Bones that are cooked lose their structural collagen and nutrients rendering them soft and fragile. When your dog chews on them, they can splinter and leave rugged pieces that, when swallowed, can result in internal bleeding and perforation of the digestive system. Raw bones can also be harmful, damaged teeth, and mouth injuries, obstructions, and constipation.

If you believe your dog has been eating bones, look out for the following symptoms: coughing, and gagging, throwing up, sleepiness, difficulty pooping, extreme thirst, and restlessness. If these signs do not stop after a couple of hours, call your vet.


Despite Christmas trees being a symbol of happiness and a part of many of our most fond memories, they can still become a life-threatening hazard to your dog. Canines can not digest pine needles and they can be slightly poisonous depending on your dog’s size and the number of needles they consume. Fir tree oil can likewise irritate both your dog’s stomach and mouth.

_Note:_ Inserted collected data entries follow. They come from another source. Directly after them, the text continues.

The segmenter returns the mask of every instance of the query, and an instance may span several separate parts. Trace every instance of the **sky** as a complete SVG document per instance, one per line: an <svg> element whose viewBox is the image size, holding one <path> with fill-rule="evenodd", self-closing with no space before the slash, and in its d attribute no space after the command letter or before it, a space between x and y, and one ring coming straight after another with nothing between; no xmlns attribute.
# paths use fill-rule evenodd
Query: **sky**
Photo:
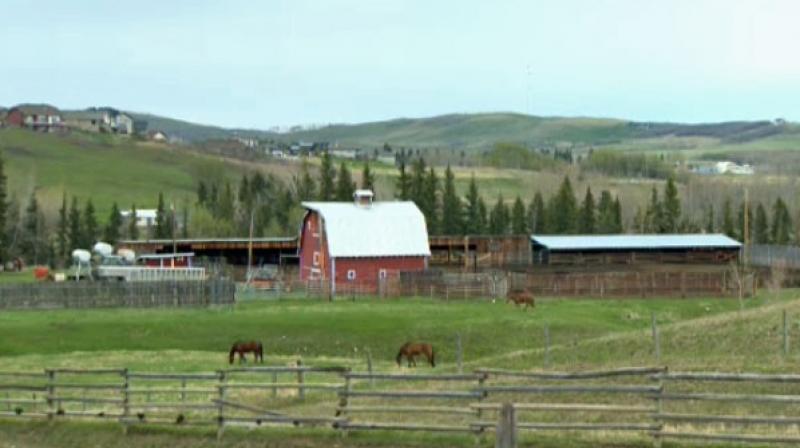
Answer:
<svg viewBox="0 0 800 448"><path fill-rule="evenodd" d="M800 121L795 0L0 0L0 105Z"/></svg>

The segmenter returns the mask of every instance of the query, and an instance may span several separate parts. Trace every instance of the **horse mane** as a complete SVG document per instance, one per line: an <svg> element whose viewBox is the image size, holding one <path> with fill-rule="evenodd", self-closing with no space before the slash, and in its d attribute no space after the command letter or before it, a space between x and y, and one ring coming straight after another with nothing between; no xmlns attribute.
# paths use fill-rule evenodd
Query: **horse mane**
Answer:
<svg viewBox="0 0 800 448"><path fill-rule="evenodd" d="M431 367L436 367L436 355L433 351L433 344L431 344Z"/></svg>
<svg viewBox="0 0 800 448"><path fill-rule="evenodd" d="M400 347L400 350L397 352L397 358L395 358L395 360L397 361L398 364L400 364L400 361L403 358L403 352L406 350L406 348L408 348L409 345L411 345L411 342L406 342Z"/></svg>

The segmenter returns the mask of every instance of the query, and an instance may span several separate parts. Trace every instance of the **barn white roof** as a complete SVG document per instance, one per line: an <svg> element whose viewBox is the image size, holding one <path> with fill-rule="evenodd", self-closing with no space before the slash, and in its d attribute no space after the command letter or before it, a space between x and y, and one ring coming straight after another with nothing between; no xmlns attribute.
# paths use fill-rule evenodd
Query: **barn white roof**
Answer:
<svg viewBox="0 0 800 448"><path fill-rule="evenodd" d="M683 235L532 235L550 250L737 249L742 244L721 233Z"/></svg>
<svg viewBox="0 0 800 448"><path fill-rule="evenodd" d="M324 220L332 257L430 256L425 217L413 202L303 202Z"/></svg>

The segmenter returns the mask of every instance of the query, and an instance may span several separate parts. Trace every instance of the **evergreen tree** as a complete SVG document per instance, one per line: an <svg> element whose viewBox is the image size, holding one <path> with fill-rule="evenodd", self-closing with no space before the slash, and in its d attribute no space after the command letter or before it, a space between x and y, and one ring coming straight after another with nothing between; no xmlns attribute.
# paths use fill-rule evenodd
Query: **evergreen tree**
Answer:
<svg viewBox="0 0 800 448"><path fill-rule="evenodd" d="M482 197L478 197L478 220L475 225L475 234L483 235L489 231L489 209Z"/></svg>
<svg viewBox="0 0 800 448"><path fill-rule="evenodd" d="M505 235L508 233L509 221L508 207L503 201L503 195L497 197L497 202L489 213L489 232L492 235Z"/></svg>
<svg viewBox="0 0 800 448"><path fill-rule="evenodd" d="M181 238L189 238L189 207L185 204L181 210Z"/></svg>
<svg viewBox="0 0 800 448"><path fill-rule="evenodd" d="M428 223L428 233L436 235L440 233L439 227L439 177L436 175L436 170L433 167L428 169L428 175L425 176L423 182L423 191L421 198L420 210L425 215L425 221Z"/></svg>
<svg viewBox="0 0 800 448"><path fill-rule="evenodd" d="M511 233L514 235L528 234L528 216L525 213L525 204L522 198L517 196L514 205L511 207Z"/></svg>
<svg viewBox="0 0 800 448"><path fill-rule="evenodd" d="M328 151L322 153L322 164L319 167L319 200L332 201L336 196L334 180L336 171Z"/></svg>
<svg viewBox="0 0 800 448"><path fill-rule="evenodd" d="M586 187L586 196L583 198L583 204L578 213L578 233L591 235L595 230L594 196L592 189Z"/></svg>
<svg viewBox="0 0 800 448"><path fill-rule="evenodd" d="M58 209L58 229L56 240L58 246L56 247L56 255L59 259L64 260L69 250L69 222L67 221L67 193L65 192L61 197L61 208Z"/></svg>
<svg viewBox="0 0 800 448"><path fill-rule="evenodd" d="M206 205L206 201L208 201L208 189L206 183L201 180L197 183L197 204Z"/></svg>
<svg viewBox="0 0 800 448"><path fill-rule="evenodd" d="M714 204L708 204L706 211L706 233L715 233L717 231L717 222L714 217Z"/></svg>
<svg viewBox="0 0 800 448"><path fill-rule="evenodd" d="M678 197L678 188L672 176L667 179L664 187L663 216L660 230L662 233L676 233L681 220L681 200Z"/></svg>
<svg viewBox="0 0 800 448"><path fill-rule="evenodd" d="M164 193L159 191L158 205L156 206L155 235L153 235L156 239L164 239L169 235L167 230L167 210L164 207Z"/></svg>
<svg viewBox="0 0 800 448"><path fill-rule="evenodd" d="M159 193L159 197L160 196L161 194ZM217 198L216 213L214 213L214 215L217 219L233 223L233 218L235 213L236 213L236 205L233 197L233 190L231 189L230 182L225 182L225 187L223 187L222 191L219 193L219 196ZM156 223L158 223L158 218L156 218ZM166 215L164 216L163 224L164 224L163 230L166 231ZM158 233L158 229L156 229L156 233ZM166 238L166 236L161 238Z"/></svg>
<svg viewBox="0 0 800 448"><path fill-rule="evenodd" d="M736 225L733 221L733 209L730 198L722 203L722 233L731 238L736 238Z"/></svg>
<svg viewBox="0 0 800 448"><path fill-rule="evenodd" d="M478 184L475 182L475 175L469 181L467 189L467 210L464 213L464 232L467 235L480 235L484 229L480 226L480 195L478 194Z"/></svg>
<svg viewBox="0 0 800 448"><path fill-rule="evenodd" d="M556 234L569 234L577 230L577 203L575 193L572 191L572 183L568 176L564 176L561 186L547 208L547 216L550 218L549 230Z"/></svg>
<svg viewBox="0 0 800 448"><path fill-rule="evenodd" d="M6 193L6 175L3 171L3 158L0 157L0 264L6 261L6 246L8 238L6 237L6 225L8 223L8 203Z"/></svg>
<svg viewBox="0 0 800 448"><path fill-rule="evenodd" d="M39 263L39 237L41 227L39 222L39 202L36 200L36 193L32 193L25 207L25 216L22 221L22 232L20 235L19 249L22 256L29 262Z"/></svg>
<svg viewBox="0 0 800 448"><path fill-rule="evenodd" d="M139 226L136 219L136 204L131 206L131 214L128 217L128 238L136 241L139 239Z"/></svg>
<svg viewBox="0 0 800 448"><path fill-rule="evenodd" d="M625 232L625 226L622 224L622 205L619 203L619 196L614 198L614 233Z"/></svg>
<svg viewBox="0 0 800 448"><path fill-rule="evenodd" d="M69 205L69 252L83 249L83 227L81 226L81 212L78 209L78 198L72 197ZM91 248L89 248L91 249Z"/></svg>
<svg viewBox="0 0 800 448"><path fill-rule="evenodd" d="M767 211L760 202L756 207L756 222L753 227L753 243L769 244L769 221L767 219Z"/></svg>
<svg viewBox="0 0 800 448"><path fill-rule="evenodd" d="M369 169L369 162L364 162L364 169L361 170L361 188L375 192L375 175Z"/></svg>
<svg viewBox="0 0 800 448"><path fill-rule="evenodd" d="M461 198L456 193L455 176L450 165L444 171L444 192L442 193L442 233L445 235L463 235L463 210Z"/></svg>
<svg viewBox="0 0 800 448"><path fill-rule="evenodd" d="M353 176L347 165L342 162L339 165L339 174L336 176L336 200L342 202L349 202L353 200L353 192L356 189L356 184L353 182Z"/></svg>
<svg viewBox="0 0 800 448"><path fill-rule="evenodd" d="M533 195L528 216L531 233L547 232L547 215L544 208L544 199L542 198L542 194L538 191Z"/></svg>
<svg viewBox="0 0 800 448"><path fill-rule="evenodd" d="M792 218L789 215L789 209L782 198L775 200L775 205L772 207L772 231L770 238L772 244L789 244L792 240Z"/></svg>
<svg viewBox="0 0 800 448"><path fill-rule="evenodd" d="M748 227L748 229L747 229L748 232L747 232L746 237L745 237L745 208L747 208L747 227ZM753 209L752 209L752 207L745 207L745 203L744 202L739 204L739 215L738 215L738 218L739 218L738 219L738 221L739 221L739 232L738 232L739 240L742 243L745 243L745 242L752 243L753 242L753 224L754 224L753 223Z"/></svg>
<svg viewBox="0 0 800 448"><path fill-rule="evenodd" d="M250 216L249 210L253 208L253 192L250 190L250 179L247 178L247 174L242 176L242 180L239 181L239 204L240 209L246 212L247 216Z"/></svg>
<svg viewBox="0 0 800 448"><path fill-rule="evenodd" d="M650 192L650 203L647 204L647 211L644 215L645 233L663 233L661 224L663 223L663 211L661 202L658 200L658 190L653 187Z"/></svg>
<svg viewBox="0 0 800 448"><path fill-rule="evenodd" d="M397 177L397 183L394 187L394 196L401 201L408 201L411 199L411 177L406 172L405 160L400 161L398 169L400 170L400 175Z"/></svg>
<svg viewBox="0 0 800 448"><path fill-rule="evenodd" d="M611 192L603 190L600 193L600 201L597 202L597 233L607 235L615 233L616 217L614 216L614 200Z"/></svg>
<svg viewBox="0 0 800 448"><path fill-rule="evenodd" d="M317 195L317 184L308 170L308 162L303 160L300 168L300 177L295 177L294 190L301 201L311 201Z"/></svg>
<svg viewBox="0 0 800 448"><path fill-rule="evenodd" d="M410 198L414 203L417 204L417 207L422 209L423 204L422 202L425 200L425 173L427 172L425 168L425 160L420 157L414 161L414 165L412 167L412 175L411 175L411 194Z"/></svg>
<svg viewBox="0 0 800 448"><path fill-rule="evenodd" d="M97 218L94 216L94 205L92 200L86 200L86 207L83 209L83 239L82 246L86 250L91 250L97 241Z"/></svg>
<svg viewBox="0 0 800 448"><path fill-rule="evenodd" d="M106 228L103 231L103 239L112 246L119 241L120 228L122 227L122 214L119 212L117 203L111 205L111 214L108 217Z"/></svg>
<svg viewBox="0 0 800 448"><path fill-rule="evenodd" d="M288 233L292 230L292 205L294 204L294 197L292 191L288 188L282 189L278 193L278 200L275 206L275 221L281 228L283 233Z"/></svg>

The needles themselves can block and even pierce through the digestive tract.

As a way to prevent these hazards, you might pick a Christmas tree with low needle shedding like a Nordmann Fir, or perhaps even consider a synthetic Christmas tree, though, with all the plastic in the world, it might not be too attractive.

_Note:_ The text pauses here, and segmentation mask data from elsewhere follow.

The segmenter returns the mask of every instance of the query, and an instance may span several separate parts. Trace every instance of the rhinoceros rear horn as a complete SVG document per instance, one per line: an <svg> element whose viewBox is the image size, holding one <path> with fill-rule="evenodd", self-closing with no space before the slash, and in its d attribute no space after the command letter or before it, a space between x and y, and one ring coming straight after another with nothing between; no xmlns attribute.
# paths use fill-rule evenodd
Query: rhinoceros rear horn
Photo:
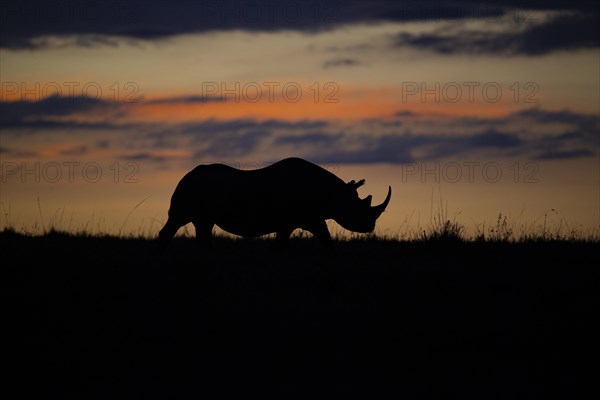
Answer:
<svg viewBox="0 0 600 400"><path fill-rule="evenodd" d="M392 198L392 187L388 186L388 194L387 194L385 200L383 201L383 203L381 203L378 206L373 207L373 211L375 211L375 214L377 216L379 216L382 212L385 211L385 208L388 206L391 198Z"/></svg>

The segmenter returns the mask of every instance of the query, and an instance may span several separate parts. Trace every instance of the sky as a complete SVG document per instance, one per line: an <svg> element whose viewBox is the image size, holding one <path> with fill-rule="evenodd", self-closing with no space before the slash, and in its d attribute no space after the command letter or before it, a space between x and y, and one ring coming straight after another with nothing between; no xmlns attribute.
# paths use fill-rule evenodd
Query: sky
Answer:
<svg viewBox="0 0 600 400"><path fill-rule="evenodd" d="M296 156L391 186L382 235L600 229L592 2L2 7L0 228L154 236L196 165Z"/></svg>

You should also know that some Christmas trees are treated with chemical preservatives to keep them fresh for a longer time. These chemicals seep into the water in the tree base, making it toxic. You’ll need to make sure your puppy doesn’t drink of that water, you can do that by including a tree skirt, or covering it with cling wrap, aluminum foil, or a towel.


Dogs find all the shiny and strong colourful lights very alluring and intriguing, so do not place them at the bottom of your tree where your dog can get tangled in the wires.

Many lights nowadays are LED and do not heat up as much as the old-style ones. If you are still using some old-fashioned ones they get really hot and might burn your dog, so either replace them or place them further up on the tree. Securely tape cables to the wall or flooring, specifically those going into and out from the tree.

Conceal cables with a tree skirt or pack them in, or find adhesive-back cable clips to keep them off the ground and out of your pet’s reach. Dogs who enjoy chomping on electrical cables and lights can get severe shocks and mouth burns.

Chewing on a wire can also trigger lung edema (fluid in the lungs) that can be deadly. Make it a habit to check the cables regularly and see if there are any signs of chewing – remember it can also cause a fire, so the precaution is doubly valuable.


Christmas is surely going to be a fun time for your pet, happy tails will be wagging at turbo speed so do not hang your most valued or most fragile Christmas ornaments in the lower branches. Protect them by firmly attaching them to the branches. Try to also choose ornaments that are less likely to shatter or break. No need to get sad during this part of the year, so keep everybody happy by dog-proofing your tree.

Avoiding edible and glass tree decorations is a very good idea if you have pets and children. Your dog might knock the tree over simply to get a hold of them and might end up hurt with a broken one. Ornaments might end up being swallowed and result in GI blockage; some might even be toxic due to the chemicals and products used to make them.

Try not to choose anything edible, specifically chocolate, salt dough ornaments, glass decorations, bells, metal hooks, strings of popcorn, and tinsel.


We don’t want you stressed out but just do your best to keep food that is not good for your pet, ornaments, alcohol, and holiday plants out of your dog’s reach. We hope this post will help you enjoy a safe, fun holiday season with your beautiful dog! Happy Holidays!